OS Support: Windows, Linux, BSD
Parameters:
- cmdline: The program and its command-line arguments.
- output: Indicates whether stdout and stderr should be returned.
- stdin: List of input lines (simulated enter presses between).
- unicode: True if the input should be UTF-16 (default is false)[only Windows].
- outputEncoding: Encoding used for the program's output[only Windows].
sh
Purpose: Runs a shell command using sh.
OS Support: Linux, BSD
Parameters:
- command: The command to execute.
- stdin: Array of input strings for the command (simulated enter presses between).
sleep
Purpose: Adjusts the agent's sleep duration for callback based listener communication.
OS Support: Windows, Linux, BSD
Parameters:
- sleep: Base sleep time in seconds.
- sleepRandom: Amount of random variation in sleep time.
sleep-until
Purpose: Sets a specific time for the agent to wake up.

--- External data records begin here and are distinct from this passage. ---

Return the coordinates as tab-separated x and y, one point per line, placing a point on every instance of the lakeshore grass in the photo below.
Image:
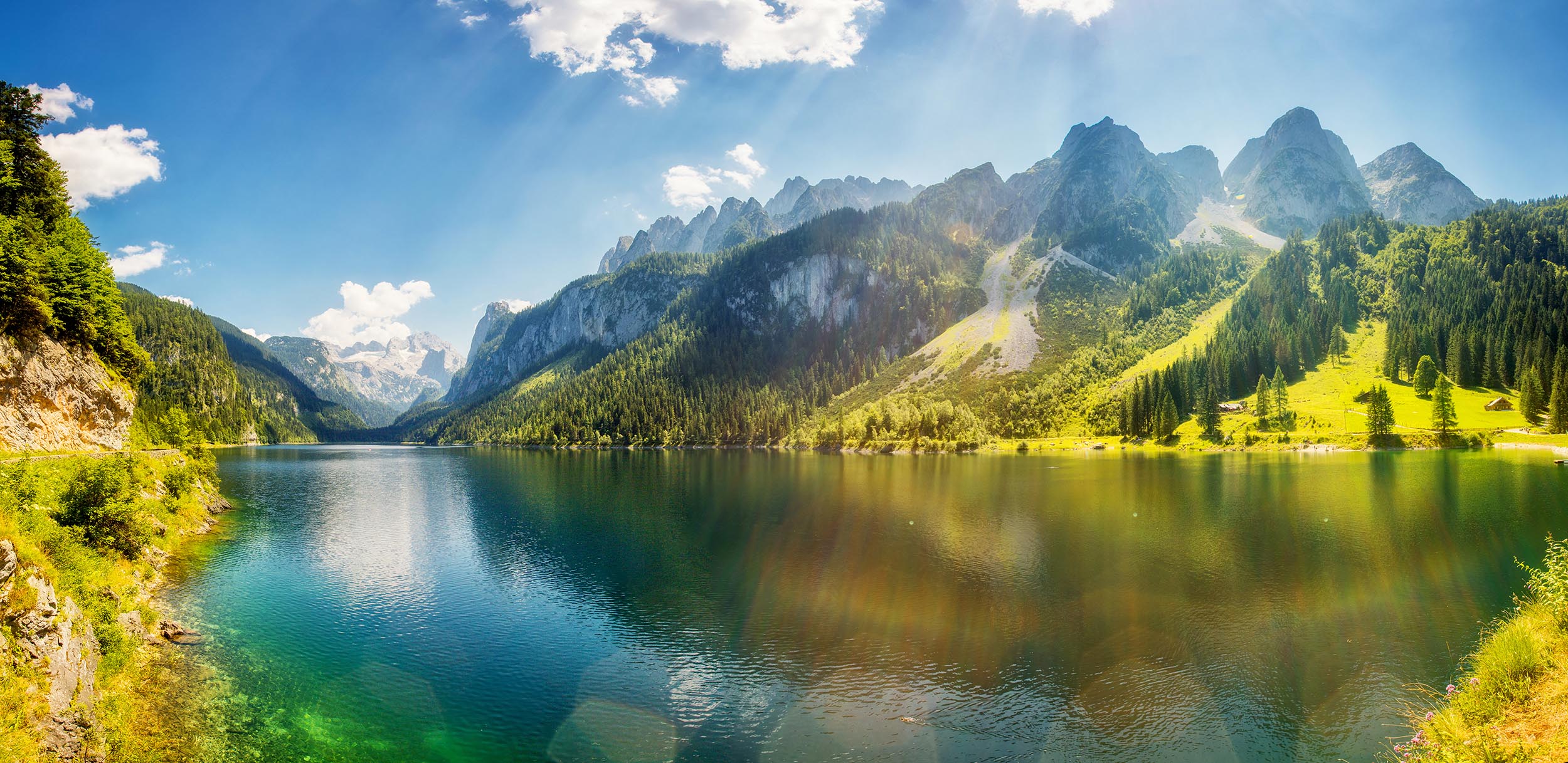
1510	701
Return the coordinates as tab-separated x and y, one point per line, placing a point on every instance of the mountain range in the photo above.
738	221
372	380
753	322
1103	206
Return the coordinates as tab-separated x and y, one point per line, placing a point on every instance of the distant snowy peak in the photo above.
374	380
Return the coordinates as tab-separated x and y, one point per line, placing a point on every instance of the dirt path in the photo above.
92	455
1007	322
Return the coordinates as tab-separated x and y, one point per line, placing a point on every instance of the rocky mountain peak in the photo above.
968	201
1200	168
1412	187
1296	176
785	201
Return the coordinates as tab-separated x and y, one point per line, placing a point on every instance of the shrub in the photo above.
101	503
1548	585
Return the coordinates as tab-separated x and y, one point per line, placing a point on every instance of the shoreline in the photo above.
83	608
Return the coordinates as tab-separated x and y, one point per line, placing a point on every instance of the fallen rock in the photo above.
132	624
177	633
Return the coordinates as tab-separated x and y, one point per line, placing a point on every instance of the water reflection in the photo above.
515	605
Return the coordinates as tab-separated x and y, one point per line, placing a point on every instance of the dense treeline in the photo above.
1162	298
729	364
1478	303
54	280
211	382
1485	298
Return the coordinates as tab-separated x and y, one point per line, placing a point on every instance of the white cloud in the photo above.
368	314
61	102
607	35
1083	11
139	259
697	187
102	164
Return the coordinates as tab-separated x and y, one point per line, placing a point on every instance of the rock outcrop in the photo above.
1412	187
58	639
968	201
60	398
1101	179
738	221
595	311
1297	176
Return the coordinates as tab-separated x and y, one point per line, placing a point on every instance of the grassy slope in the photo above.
1510	704
1325	398
104	583
1203	328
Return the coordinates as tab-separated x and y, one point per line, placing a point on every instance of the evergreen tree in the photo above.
1426	377
1338	344
1281	403
1457	359
1261	404
1443	416
1380	413
1209	413
1165	417
1531	397
1557	411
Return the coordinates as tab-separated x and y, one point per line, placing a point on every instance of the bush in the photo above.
101	503
1548	585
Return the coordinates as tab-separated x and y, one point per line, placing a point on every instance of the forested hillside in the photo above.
54	280
1481	303
212	382
773	331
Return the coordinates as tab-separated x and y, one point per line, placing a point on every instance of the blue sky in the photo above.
309	143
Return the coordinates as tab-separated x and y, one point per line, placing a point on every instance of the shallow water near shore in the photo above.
491	605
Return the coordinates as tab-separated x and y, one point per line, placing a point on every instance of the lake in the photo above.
493	605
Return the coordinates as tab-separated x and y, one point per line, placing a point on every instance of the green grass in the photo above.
1203	328
165	500
1327	411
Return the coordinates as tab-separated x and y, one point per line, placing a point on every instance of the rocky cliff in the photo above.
55	627
1200	168
1095	176
1297	176
58	398
596	311
1412	187
54	635
738	221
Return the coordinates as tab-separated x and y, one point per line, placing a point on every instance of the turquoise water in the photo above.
494	605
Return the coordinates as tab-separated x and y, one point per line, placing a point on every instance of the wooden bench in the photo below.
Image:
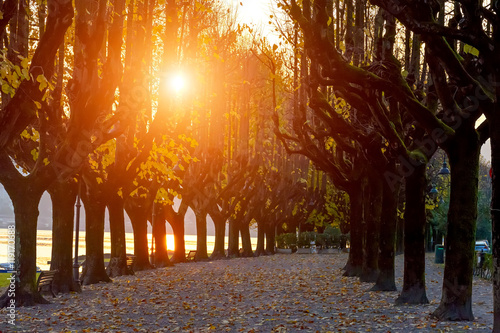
191	255
45	280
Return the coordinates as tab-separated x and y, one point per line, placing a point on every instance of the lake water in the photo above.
44	244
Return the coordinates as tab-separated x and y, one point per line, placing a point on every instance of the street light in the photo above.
444	169
76	266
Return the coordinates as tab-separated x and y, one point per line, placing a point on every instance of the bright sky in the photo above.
256	13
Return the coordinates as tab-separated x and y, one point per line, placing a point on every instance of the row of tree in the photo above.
373	111
91	115
344	112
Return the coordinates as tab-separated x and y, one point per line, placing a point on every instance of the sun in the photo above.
177	82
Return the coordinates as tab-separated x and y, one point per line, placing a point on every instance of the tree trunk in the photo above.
386	280
25	200
373	210
176	220
234	238
355	261
260	250
63	197
246	240
138	214
201	235
456	301
495	206
270	238
414	235
118	262
94	270
160	237
220	235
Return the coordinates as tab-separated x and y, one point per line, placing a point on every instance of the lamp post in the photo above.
444	169
76	266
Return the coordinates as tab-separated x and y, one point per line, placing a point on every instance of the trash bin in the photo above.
439	254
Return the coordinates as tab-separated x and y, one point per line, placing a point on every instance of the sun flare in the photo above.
178	83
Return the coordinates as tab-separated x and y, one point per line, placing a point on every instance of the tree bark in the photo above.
386	279
118	262
63	197
456	301
270	238
220	235
246	242
373	211
355	261
414	236
201	235
176	220
234	238
260	249
495	206
160	237
138	211
94	270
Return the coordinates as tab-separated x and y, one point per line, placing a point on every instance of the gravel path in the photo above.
280	293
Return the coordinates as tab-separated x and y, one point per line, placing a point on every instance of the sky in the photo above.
255	13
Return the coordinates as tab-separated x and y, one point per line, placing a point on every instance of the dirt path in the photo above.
281	293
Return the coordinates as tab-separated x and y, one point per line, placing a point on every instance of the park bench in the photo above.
191	255
45	280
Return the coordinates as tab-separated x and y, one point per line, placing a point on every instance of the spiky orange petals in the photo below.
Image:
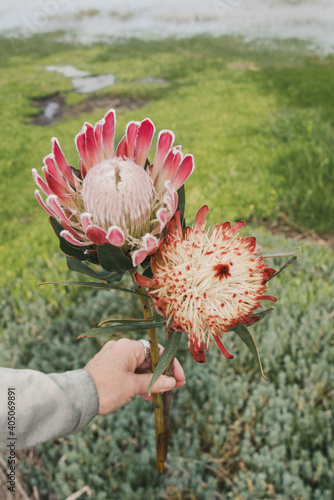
222	348
207	283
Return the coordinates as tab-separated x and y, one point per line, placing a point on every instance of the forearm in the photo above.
46	406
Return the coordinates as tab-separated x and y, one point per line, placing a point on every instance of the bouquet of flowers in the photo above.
119	213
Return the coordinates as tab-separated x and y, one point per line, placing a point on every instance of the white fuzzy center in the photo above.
119	192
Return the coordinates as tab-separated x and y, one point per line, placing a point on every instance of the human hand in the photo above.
120	372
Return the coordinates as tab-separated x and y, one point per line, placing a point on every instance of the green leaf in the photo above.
245	335
182	204
92	284
291	261
286	252
110	277
66	247
261	315
76	265
121	328
166	357
113	259
132	322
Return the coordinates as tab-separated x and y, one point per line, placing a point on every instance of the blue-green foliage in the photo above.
234	436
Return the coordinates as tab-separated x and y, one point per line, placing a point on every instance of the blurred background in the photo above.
247	88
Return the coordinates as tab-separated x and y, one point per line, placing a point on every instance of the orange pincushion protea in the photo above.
115	197
206	282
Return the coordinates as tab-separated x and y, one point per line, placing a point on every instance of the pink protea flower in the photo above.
115	197
206	282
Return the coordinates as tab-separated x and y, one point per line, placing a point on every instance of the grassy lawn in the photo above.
259	120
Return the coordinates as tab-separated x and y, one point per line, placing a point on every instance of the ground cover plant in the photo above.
259	121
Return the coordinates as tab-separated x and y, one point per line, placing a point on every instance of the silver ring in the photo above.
146	345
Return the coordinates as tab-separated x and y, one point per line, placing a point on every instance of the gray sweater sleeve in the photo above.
45	406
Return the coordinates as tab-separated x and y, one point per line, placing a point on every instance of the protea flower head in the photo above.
115	197
206	282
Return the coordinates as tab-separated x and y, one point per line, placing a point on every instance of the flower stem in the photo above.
161	443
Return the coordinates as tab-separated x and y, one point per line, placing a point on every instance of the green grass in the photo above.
262	138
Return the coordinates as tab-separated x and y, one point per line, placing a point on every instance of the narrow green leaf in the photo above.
182	204
120	328
286	252
291	261
260	315
76	265
110	277
88	284
166	357
132	322
66	247
113	259
245	335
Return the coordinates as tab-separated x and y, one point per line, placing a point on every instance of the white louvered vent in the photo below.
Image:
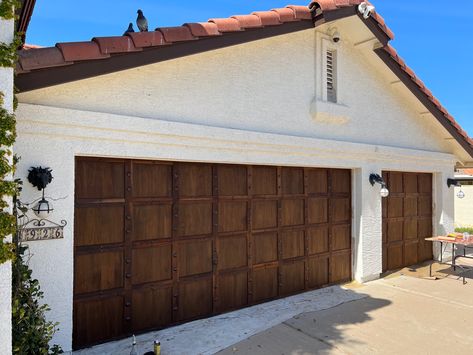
331	74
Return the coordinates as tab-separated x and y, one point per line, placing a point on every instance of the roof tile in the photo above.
117	44
248	21
41	58
268	18
73	51
226	24
301	12
203	29
147	39
285	14
176	34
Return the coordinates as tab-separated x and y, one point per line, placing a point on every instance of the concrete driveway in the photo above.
403	313
400	315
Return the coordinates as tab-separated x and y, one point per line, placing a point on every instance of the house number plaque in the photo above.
41	230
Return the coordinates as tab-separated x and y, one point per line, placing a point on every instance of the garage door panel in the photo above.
155	308
292	211
410	183
194	218
395	230
411	253
425	251
99	271
410	229
340	267
232	180
96	225
425	206
408	220
318	239
292	243
151	264
232	291
292	181
292	277
264	180
195	257
317	181
265	247
189	240
97	320
318	210
195	298
395	182
395	256
340	210
341	237
232	252
410	206
232	216
318	271
195	180
425	228
265	214
152	180
153	221
265	284
425	183
395	207
97	179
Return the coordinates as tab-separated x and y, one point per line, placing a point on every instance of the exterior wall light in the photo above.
456	183
40	177
377	179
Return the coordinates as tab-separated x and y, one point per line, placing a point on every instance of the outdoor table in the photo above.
466	244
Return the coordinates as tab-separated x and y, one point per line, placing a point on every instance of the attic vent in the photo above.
331	74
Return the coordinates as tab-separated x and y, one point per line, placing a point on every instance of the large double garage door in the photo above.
157	243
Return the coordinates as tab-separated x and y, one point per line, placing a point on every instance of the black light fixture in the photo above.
377	179
40	177
456	183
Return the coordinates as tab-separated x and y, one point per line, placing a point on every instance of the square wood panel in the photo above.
152	180
152	221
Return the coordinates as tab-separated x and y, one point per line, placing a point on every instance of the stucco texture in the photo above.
248	104
464	207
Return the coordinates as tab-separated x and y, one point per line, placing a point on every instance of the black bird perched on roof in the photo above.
142	22
129	29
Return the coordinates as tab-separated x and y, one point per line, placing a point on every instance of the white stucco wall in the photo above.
250	104
6	87
464	207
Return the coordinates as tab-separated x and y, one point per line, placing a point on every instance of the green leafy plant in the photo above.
7	9
8	188
464	230
31	331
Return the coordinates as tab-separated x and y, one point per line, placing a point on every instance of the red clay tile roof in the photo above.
66	54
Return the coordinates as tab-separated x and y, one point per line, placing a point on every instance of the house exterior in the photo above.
464	206
208	167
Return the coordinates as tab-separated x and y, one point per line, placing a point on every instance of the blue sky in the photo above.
434	38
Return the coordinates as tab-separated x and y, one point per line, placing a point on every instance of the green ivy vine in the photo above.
8	188
7	9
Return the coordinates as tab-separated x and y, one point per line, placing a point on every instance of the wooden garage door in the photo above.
159	243
407	220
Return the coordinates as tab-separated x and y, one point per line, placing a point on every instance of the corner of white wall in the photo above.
6	87
367	214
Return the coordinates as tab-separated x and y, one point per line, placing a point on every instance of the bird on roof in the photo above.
142	22
129	29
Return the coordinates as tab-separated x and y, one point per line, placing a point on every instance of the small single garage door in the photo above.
407	220
158	243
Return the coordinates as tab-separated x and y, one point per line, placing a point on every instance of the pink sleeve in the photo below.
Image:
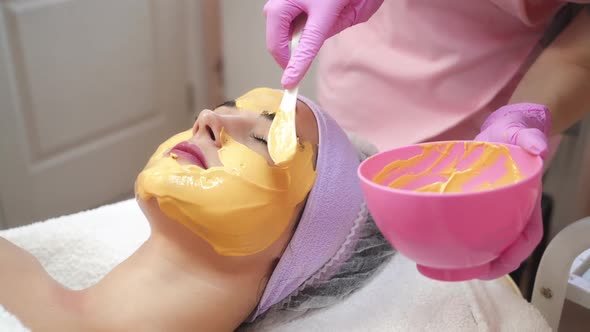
533	12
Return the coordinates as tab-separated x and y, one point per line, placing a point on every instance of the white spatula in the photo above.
282	141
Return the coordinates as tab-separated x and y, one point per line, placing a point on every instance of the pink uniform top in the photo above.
430	69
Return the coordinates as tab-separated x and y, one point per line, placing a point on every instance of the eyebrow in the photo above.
268	115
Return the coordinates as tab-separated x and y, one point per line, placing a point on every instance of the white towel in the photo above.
79	249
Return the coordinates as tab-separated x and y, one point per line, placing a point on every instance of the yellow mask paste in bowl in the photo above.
240	208
452	167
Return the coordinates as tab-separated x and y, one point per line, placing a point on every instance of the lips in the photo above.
191	153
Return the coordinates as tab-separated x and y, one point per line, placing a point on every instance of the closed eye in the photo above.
259	139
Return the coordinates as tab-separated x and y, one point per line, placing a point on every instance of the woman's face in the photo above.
218	179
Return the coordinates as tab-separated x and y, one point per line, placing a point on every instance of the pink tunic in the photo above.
430	69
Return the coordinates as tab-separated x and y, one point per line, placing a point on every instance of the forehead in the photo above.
268	100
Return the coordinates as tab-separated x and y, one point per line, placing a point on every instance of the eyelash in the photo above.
259	138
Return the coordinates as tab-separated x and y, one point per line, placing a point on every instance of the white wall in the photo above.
247	63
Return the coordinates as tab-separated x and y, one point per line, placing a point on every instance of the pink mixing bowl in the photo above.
452	236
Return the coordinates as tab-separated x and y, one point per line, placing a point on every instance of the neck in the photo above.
174	283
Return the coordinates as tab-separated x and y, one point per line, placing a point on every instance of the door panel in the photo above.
92	87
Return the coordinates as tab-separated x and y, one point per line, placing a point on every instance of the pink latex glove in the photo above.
528	126
325	18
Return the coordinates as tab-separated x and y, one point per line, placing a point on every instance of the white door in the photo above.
88	89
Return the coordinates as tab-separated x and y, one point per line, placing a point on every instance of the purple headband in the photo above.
334	206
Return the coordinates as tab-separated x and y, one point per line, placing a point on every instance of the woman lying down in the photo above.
234	240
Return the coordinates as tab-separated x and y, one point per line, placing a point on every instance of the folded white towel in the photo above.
79	249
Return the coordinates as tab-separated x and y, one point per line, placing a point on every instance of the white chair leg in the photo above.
551	282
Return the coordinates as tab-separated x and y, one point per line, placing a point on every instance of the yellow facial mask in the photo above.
455	178
240	208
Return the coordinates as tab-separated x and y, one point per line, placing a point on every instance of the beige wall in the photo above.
247	64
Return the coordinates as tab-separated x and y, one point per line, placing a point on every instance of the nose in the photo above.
209	125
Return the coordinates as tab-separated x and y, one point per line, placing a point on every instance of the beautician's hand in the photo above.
525	125
325	18
520	249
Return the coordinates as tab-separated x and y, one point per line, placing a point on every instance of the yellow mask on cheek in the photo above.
240	208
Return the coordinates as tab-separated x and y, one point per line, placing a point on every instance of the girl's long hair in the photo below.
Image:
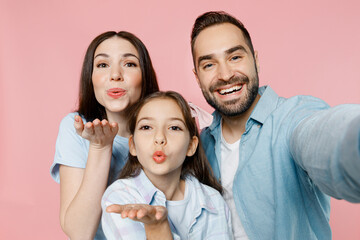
196	165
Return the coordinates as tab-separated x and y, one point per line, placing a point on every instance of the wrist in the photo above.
100	147
159	230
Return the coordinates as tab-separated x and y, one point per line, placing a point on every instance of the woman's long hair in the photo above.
196	165
89	107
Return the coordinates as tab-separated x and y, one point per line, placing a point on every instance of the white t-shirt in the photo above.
229	164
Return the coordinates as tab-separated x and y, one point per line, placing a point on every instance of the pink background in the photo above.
308	47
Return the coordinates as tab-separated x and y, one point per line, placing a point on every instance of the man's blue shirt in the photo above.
293	152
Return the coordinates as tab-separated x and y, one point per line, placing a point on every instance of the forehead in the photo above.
217	39
161	108
117	45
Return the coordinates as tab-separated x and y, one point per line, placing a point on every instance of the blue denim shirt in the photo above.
293	152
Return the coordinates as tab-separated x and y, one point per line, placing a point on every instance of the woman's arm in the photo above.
81	189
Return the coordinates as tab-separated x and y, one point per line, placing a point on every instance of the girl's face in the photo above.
116	74
161	140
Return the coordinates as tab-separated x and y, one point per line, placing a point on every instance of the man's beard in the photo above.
237	106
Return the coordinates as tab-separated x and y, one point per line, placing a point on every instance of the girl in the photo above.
117	72
166	182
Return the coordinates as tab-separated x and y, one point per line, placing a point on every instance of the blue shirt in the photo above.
72	150
209	215
293	152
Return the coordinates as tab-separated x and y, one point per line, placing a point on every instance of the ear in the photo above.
132	148
192	146
257	61
196	77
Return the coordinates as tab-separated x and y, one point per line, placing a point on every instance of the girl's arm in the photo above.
154	218
81	189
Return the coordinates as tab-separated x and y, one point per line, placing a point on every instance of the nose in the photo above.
116	74
225	72
160	138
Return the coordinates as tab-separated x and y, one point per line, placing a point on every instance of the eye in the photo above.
209	65
102	65
175	128
235	57
130	64
144	127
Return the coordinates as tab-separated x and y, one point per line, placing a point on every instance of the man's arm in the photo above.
327	146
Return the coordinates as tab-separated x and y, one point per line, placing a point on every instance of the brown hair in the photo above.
196	165
209	19
89	107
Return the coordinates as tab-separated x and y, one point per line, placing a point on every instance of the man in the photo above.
278	159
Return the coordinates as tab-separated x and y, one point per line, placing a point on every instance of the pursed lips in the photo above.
115	92
229	90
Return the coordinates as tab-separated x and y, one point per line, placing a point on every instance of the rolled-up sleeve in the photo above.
326	146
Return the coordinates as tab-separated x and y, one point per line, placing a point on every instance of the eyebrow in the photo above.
229	51
124	55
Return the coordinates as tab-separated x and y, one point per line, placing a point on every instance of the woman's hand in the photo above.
99	133
153	217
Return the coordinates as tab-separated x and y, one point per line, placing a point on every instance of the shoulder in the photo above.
205	192
302	102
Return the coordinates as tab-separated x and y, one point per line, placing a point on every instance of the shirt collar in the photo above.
266	105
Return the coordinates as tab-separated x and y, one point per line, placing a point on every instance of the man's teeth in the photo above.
230	90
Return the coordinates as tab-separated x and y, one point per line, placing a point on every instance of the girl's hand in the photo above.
99	133
147	214
154	218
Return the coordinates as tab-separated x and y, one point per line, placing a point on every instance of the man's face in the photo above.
226	70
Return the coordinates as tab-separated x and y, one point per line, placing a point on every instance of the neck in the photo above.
121	120
171	185
234	127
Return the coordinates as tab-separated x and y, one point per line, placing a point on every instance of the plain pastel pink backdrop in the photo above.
305	47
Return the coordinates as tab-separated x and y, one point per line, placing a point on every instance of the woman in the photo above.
117	72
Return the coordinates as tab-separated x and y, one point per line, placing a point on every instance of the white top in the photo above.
229	164
203	211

OS Support: Windows, Linux, BSD
Parameters:
- sleepEnds: ISO-formatted date (Zulu time) or a UNIX timestamp in seconds.
token-del
Purpose: Removes a specific token.
OS Support: Windows
Parameters:
- nr: The token number to delete.
token-del-all
Purpose: Removes all stored tokens.
OS Support: Windows
Parameters: None
token-list
Purpose: Lists all tokens along with their numbers and usernames.
OS Support: Windows
Parameters: None
token-make
Purpose: Tries to create a token using a username and password.
OS Support: Windows
Parameters:
- username: Username for token creation.
- password: Password for token creation.
- netonly: Whether the token is created as a netonly type
token-use
Purpose: Applies a specific token for future commands or resets to the default token.
OS Support: Windows
Parameters:
- nr: Token number to use (0 resets to the default).
token-steal
Purpose: Steal a token from an existing process and add it to the token store.
OS Support: Windows
Parameters:
- pid: Process ID from which to steal the token.
chmod
Purpose: Change access permissions of files and directories.
OS Support: Linux, BSD
Parameters:
- path: What file/directory access permission to change.
- access: Access permission modification (777, u+rw, a=rwx, u=rwx, +x, o-wx, etc.).
run-as
Purpose: Run executable in the target system as some other user (username & password needed).
OS Support: Windows
Parameters:
- cmdline: Command line that is used to execute executable and provide it arguments.
- username: Username that is used to execute executable.
- password: Password that is used to execute executable.
- output: Should output be relayed back to server.
- stdin: Input over stdin into process.
- unicode: Is input to stdin in unicode(UTF16LE)[only Windows].
- outputEncoding: What encoding to use for the output if entire or part of the output is not UTF16LE. Default is Windows-1252[only Windows].